We might rightly say, “They’ve gone to a better place.” Heaven is a place of rest, a place of reward, a place of rejoicing, a place of resurrection, a place of reunion with our loved ones and especially in the presence of Christ Himself. A place of resurrection! A place with no more sickness, no more pain, no more crying, no more dying, no more mourning. “With Christ, which is better by far!” That is the heart of the Christian hope – the certainty that spending eternity with Jesus in glory will be so much better than even the best of life here on earth. A better life. A better home. A better place. To die is gain. To be with Christ, which is better by far. THIS is our Christian hope!
On holiday I saw a T-shirt with a wonderfully inspiring slogan! “IAF.” Underneath it spelled out the words. IAF. “I AM FOREVER.” Turns out that is the name of a rock band from Somerset but I think it is definitely a slogan any Christian could boldly proclaim. “I AM FOREVER.” Whatever the world may throw at me. However hard it gets to follow Christ, however much it costs. I AM FOREVER. The story of the death of Stephen reminds us that we may face opposition, persecution, even death for the sake of Jesus Christ.

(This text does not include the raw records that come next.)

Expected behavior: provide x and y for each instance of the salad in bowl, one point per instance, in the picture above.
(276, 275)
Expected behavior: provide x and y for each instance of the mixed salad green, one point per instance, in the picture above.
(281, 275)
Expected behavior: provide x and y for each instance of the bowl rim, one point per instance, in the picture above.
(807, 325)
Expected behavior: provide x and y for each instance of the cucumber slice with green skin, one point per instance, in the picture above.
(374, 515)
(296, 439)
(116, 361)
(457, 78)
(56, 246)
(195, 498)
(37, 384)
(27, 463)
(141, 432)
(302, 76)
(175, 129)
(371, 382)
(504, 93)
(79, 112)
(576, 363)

But in it all, each of us can say, as Stephen believed, “I AM FOREVER!”
55 Stephen, full of the Holy Spirit, looked up to heaven and saw the glory of God, and Jesus standing at the right hand of God.
59 While they were stoning him, Stephen prayed, “Lord Jesus, receive my spirit.” 60 Then he fell on his knees and cried out, “Lord, do not hold this sin against them.” When he had said this, he fell asleep.